Week 4 assignment asks to prepare univariate and bivariate graphs of the variables in the study and provide a summary of the graphs.
Program
The UNIVARIATE Procedure

Summary The graph clearly shows the right skewed distribution of the income meaning that a few countries have a large income per person. The data point at the extreme right hand of the graph shows that 0.5% of the 190 countries which equals 0.95 or approx 1 country has an income larger than $100000. The histogram graph is plotted with $1000 as the bin-width.
Categorical univariate plot of income category
Summary The graph shows the income category percentage distribution for all countries. More than 50% of the countries have an income level less than $5000.
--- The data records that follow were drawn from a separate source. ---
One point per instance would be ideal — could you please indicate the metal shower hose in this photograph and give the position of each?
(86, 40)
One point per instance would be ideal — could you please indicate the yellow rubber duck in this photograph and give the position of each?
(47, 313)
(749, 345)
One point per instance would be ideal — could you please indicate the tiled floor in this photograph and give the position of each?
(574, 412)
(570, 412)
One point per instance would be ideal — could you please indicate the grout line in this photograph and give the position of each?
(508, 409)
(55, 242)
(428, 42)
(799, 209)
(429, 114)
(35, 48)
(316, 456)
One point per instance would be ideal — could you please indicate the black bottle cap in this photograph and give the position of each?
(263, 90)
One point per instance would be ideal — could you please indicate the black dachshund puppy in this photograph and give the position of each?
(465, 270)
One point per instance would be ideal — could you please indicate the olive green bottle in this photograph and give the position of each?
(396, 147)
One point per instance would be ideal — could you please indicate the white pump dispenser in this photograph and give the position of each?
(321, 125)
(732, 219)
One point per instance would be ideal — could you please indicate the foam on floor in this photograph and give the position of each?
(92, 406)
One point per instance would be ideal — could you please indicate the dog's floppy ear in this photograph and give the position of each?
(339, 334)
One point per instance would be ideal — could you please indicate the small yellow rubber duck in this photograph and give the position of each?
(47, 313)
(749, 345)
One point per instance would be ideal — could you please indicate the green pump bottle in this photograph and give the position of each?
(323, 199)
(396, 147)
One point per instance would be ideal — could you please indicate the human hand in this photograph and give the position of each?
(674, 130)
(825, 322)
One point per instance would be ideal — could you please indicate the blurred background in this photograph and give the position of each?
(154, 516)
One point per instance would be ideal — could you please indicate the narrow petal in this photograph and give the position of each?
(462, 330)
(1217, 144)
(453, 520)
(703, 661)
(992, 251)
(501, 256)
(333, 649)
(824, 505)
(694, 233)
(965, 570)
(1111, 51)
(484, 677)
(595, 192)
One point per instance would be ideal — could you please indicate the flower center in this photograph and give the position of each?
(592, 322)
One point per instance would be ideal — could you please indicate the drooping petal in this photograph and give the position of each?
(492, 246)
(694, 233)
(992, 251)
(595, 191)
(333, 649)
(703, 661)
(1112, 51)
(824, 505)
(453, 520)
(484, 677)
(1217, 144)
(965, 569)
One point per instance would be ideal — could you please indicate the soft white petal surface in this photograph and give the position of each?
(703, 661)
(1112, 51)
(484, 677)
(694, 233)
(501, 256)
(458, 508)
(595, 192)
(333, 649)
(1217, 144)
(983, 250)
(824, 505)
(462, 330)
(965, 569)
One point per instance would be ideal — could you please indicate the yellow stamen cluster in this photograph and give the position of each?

Univariate procedure of armed forces rate Univariate procedure report for armedforcesrate variable
The UNIVARIATE Procedure
Program
LIBNAME mydata "/courses/d1406ae5ba27fe300 " access=readonly;
DATA new; set mydata.gapminder;
/*
Formatting for income, armed forces and oil
*/
format oilcategory $35.;
format incomecategory $20.;
format armedforcescategory $20.;
/*
Oil categorisation
*/
if oilperperson = . then oilcategory='Missing';
else if oilperperson lt 2 then oilcategory= 'Less than 2 tonnes per year';
else if oilperperson lt 4 then oilcategory= '2 to 4 tonnes per year';
else if oilperperson lt 6 then oilcategory= '4 to 6 tonnes per year';
else if oilperperson lt 8 then oilcategory= '6 to 8 tonnes per year';
else if oilperperson gt 8 then oilcategory= 'Greater than 8 tonnes per year';
/*
Income per person categorisation
*/
if incomeperperson = . then incomecategory='Missing';
else if incomeperperson lt 5000 then incomecategory = 'Less than $5000';
else if incomeperperson lt 10000 then incomecategory = '$5000 to $10000';
else if incomeperperson lt 15000 then incomecategory = '$10000 to $15000';
else if incomeperperson lt 20000 then incomecategory = '$15000 to $20000';
else if incomeperperson lt 30000 then incomecategory = '$20000 to $30000';
else if incomeperperson gt 30000 then incomecategory = '$30000 and higher';
/*
Armed forces categorisation
*/
if armedforcesrate= . then armedforcescategory='Missing';
else if armedforcesrate lt 1 then armedforcescategory = 'Less than 1%';
else if armedforcesrate lt 2 then armedforcescategory = '1% to 2%';
else if armedforcesrate lt 4 then armedforcescategory = '2% to 4%';
else if armedforcesrate lt 6 then armedforcescategory = '4% to 6%';
else if armedforcesrate lt 8 then armedforcescategory = '6% to 8%';
else if armedforcesrate gt 8 then armedforcescategory = 'greater than 8%';
/*
Democracy score categorisation
*/
if polityscore = . then politycategory='Missing';
else politycategory = polityscore;
/*
Insert meaningful lables to the variables
*/
label country = "country"
oilperperson = "Oil per person"
incomeperperson = "Income per person ($)(based on 2010 dollar exchange rate)"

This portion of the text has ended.